Artificial intelligence and Machine-learning technologies have evolved greatly over the past decade and have been useful to many people and businesses, especially in the fields of finance, banking, investment and business.
In these industries, there are many activities that machines can perform better and faster than humans, such as computation and financial reporting, until the machines are given complete data.
Today, AI tools made by humans are becoming one more level of strength in predicting trends, providing complex analysis, and the ability to perform automation more quickly and cheaply than humans. However, an AI-powered machine has not yet been built that can do business on its own.
There are many activities that machines can perform better and faster than humans, such as computation and financial reporting, until the machines are given complete data.

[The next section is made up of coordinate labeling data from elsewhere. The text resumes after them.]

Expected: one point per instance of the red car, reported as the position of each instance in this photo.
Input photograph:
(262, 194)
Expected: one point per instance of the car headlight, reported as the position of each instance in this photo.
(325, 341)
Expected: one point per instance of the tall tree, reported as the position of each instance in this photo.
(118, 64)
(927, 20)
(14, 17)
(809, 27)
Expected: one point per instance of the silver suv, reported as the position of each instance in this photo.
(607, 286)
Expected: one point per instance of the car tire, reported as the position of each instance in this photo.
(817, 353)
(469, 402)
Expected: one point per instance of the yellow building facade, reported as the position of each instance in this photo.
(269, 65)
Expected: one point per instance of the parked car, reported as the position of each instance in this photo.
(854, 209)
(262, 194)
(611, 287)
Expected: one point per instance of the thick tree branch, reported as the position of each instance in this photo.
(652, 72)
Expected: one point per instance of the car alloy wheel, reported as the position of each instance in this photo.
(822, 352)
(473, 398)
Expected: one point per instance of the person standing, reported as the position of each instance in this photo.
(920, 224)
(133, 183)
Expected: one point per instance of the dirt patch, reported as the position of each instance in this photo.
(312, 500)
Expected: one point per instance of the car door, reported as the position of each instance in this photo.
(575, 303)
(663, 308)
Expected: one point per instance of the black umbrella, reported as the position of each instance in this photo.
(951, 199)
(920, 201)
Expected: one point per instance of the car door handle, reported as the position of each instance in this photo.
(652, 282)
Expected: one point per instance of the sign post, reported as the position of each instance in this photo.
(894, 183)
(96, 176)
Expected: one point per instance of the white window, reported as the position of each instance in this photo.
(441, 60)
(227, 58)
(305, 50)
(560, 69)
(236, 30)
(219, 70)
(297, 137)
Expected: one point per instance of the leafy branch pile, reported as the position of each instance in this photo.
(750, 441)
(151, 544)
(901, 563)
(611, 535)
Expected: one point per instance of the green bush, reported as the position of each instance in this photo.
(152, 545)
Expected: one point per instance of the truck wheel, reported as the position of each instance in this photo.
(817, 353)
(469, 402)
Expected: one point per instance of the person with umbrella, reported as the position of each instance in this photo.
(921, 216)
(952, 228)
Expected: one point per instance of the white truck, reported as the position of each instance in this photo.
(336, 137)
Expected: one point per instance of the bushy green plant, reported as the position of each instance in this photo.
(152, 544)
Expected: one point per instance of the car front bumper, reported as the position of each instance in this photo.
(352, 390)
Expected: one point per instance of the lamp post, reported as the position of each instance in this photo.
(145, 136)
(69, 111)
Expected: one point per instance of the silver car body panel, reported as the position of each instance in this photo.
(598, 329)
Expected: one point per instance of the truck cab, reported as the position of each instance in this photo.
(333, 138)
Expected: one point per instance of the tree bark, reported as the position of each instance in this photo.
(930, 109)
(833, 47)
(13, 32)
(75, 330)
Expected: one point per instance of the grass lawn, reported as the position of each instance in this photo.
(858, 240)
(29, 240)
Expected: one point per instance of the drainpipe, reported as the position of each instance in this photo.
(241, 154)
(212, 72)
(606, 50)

Even if it were possible to train an arrangement that could alter human judgment, there would still be a margin of error, as well as some things only understood by humans. Humans are still responsible for the design of AI-based prediction machines, and progress can only occur with their input.
Data is the backbone of any prediction machine
The creation of an AI-based prediction machine requires an understanding of the problem being solved initially and user requirements. After that, it is important to select the machine-learning technique that will be implemented based on what the machine will do.
There are three techniques: supervised learning (learning from examples), unprocessed learning (identifying common patterns) and reinforcement learning (learning based on the concept of compecification).
Once the technology is identified, it is time to implement the machine-learning model. For “time series forecasting” – which involves making predictions about the future – long-term memory (LSTM) that can be used to model Sequence to Sequence (Seq2Seq).
LSTM networks are particularly suited to make predictions based on a series of data points indexed in time order. Even simple convoluted neural networks, image and video recognition, or recurrent neural networks, can be applied to handwriting and speech recognition.